First off, I feel I should let you know (I just discovered this a few years ago) that Disney did not invent the story behind their animated classic Beauty and the Beast. The movie is based on the classic French tale La Belle et La Bete. Granted, they changed it considerably, but they did not invent it any more than they invented Cinderella or Sleeping Beauty, though they did an excellent job of presenting those stories visually. If you knew this, I apologize for being patronizing, but many people don’t know it, so I decided to mention it.
Since Jaz and I usually discuss the written story on one day and the movie versions on another, we’ll talk about Disney’s Beauty and the Beast later this week and the written stories today.
Beauty and the Beast: The story
Jaz on Beauty and the Beast:
When I was a little girl, I dreamed Belle married Gaston. I was Belle, of course, and as we both stepped into the wedding coach, I looked back and saw the Beast standing there, shoulders slumped and with the most sorrowful expression in his blue eyes. Remorse – or was it guilt? – flooded me for an instant. Then I laughed at him and settled into the coach.
Gaston’s character is only present in the Disney movie version, but what if she HAD married some other guy for his looks and rank? So many other fairy tale heroines did the same. No matter which version of Beauty and the Beast you read (and countless exist), one thing remains unchanged: Belle falls in love with the Beast – in spite of his repulsive exterior – over time as she learns more of his character. It’s what sets Belle apart; every other girl fell in love at first sight or kiss.
As for the father, I was never too fond of him. Growing up, I was taught never to pick someone else’s flowers without their express permission. And yet there he is, an older male, wandering into a stranger’s garden and picking the MOST BEAUTIFUL ROSE IN THERE. If I were the owner, I’d be angry too. And then to save his own skin (in some versions, anyway), he lets his daughter go live with a seemingly ferocious beast. Forever.
Of course, the Beast could have shown a little more kindness. But imagine what state you’d be in if you were transformed into a hideous creature and then cooped up in a spell-bound castle for decades. And then some stranger tramps into your garden and mangles your prized rose bushes. It’d be enough to turn anyone into a needy, demanding monster with anger management issues.
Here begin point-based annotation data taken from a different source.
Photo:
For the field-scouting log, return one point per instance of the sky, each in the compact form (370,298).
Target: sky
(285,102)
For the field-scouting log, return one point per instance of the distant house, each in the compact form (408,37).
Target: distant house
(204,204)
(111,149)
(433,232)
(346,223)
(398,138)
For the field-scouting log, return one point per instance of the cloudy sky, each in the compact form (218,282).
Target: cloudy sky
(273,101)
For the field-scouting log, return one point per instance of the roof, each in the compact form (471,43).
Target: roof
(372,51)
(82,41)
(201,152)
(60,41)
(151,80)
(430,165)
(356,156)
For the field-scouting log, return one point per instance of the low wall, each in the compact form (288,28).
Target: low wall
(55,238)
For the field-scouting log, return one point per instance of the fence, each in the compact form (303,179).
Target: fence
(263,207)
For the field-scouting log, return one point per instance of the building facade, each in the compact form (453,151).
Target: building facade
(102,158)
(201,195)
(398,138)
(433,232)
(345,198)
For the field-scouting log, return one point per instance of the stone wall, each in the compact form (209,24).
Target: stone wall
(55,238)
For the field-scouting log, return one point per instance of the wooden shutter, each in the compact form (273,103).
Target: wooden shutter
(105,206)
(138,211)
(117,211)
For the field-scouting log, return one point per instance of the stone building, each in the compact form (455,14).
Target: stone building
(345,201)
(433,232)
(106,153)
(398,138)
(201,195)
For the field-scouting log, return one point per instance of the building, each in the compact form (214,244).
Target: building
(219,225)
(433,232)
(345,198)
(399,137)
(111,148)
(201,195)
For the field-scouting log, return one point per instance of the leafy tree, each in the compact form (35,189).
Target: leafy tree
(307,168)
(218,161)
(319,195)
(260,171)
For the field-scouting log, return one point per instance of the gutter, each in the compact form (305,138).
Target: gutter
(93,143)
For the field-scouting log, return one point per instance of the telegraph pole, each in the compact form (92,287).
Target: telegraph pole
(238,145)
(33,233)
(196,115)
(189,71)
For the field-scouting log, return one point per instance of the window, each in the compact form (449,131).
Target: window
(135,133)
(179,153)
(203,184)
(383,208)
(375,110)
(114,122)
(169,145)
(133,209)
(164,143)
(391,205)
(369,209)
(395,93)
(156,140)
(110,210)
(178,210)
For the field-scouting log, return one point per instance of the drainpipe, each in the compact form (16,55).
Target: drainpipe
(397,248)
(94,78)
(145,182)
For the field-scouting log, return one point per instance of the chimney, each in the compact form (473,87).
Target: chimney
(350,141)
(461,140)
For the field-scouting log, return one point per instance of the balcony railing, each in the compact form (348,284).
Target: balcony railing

In spite of (or perhaps I should say because of) these character flaws, Belle ends up having it all: the handsome prince, her family, all the riches her selfless soul never desired, and – the best part – a garden full of roses she can pick whenever she wants.
So maybe it is a good idea to pick flowers from strangers’ gardens after all …
Note: If you’re looking for a handy website with different versions of the story, this is a good one: www.pitt.edu/~dash/type0425c.html
Liz on Beauty and the Beast:
I hate to reference Wikipedia, but they have a detailed article on Beauty and the Beast covering the different story versions, plays, and movies. It and the website Jaz mentioned are good places to start if you’re interested in learning more about the story. A translation of the most well-known version of the classic La Belle et La Bete tale by Jeanne-Marie Le Prince de Beaumont is available here. This story is essentially a fairy tale for governesses to tell their young female charges to encourage them to consider a man’s virtue and amiable temperament above his wit and physical attractiveness. It’s an entertaining story with a good lesson, but the main reason I like it is because of the longer adaptations it has spawned.
Beauty by Robin McKinely is an excellent retelling of the classic story. A merchant loses his fortune and moves with his three daughters to a small village in the mountains. He loses his way a business trip and finds himself at a castle inhabited by invisible servants who take care of his every need. He picks a rose for Belle as he leaves and is accosted by an angry Beast. Beast demands the man stay there forever or send his daughter to stay in exchange for stealing the rose. Belle insists on going and, of course, gradually and unwilling falls in love with Beast. As part of his curse, Beast must ask her to marry him every evening. With no Gaston character to cause trouble, Belle’s growing difficultly in refusing the evening proposals supplies a good bit of the romantic tension.
The Merchant’s Daughter by Melanie Dickerson: I just read this book and loved it! It is set in Medieval Europe. The daughter of a once wealthy merchant is forced, due to her family’s debts, to become a servant to Lord Ranulf, a temperamental man with a maimed arm, many scars—emotional and physical—and only one eye. He frightens Annabel as first, but she soon comes to admire him because he treats his servants fairly, he protects her from the lecherous man her brother tried to force her to marry, and he lets her read his Bible—a rare treasure in those days. The story’s not so much about Annabel overcoming her aversion to Lord Ranulf’s looks but about him overcoming his distrust of beautiful women and his fear that he could never be loved because of his scars.
Why do you think Beauty and the Beast is such a popular story? Is it because of the surprise happy ending? Or the fresh feel of a tale that’s not about a beautiful girl and a handsome guy? Or because—like Pride and Prejudice—it’s about two people who had no intention of falling in love?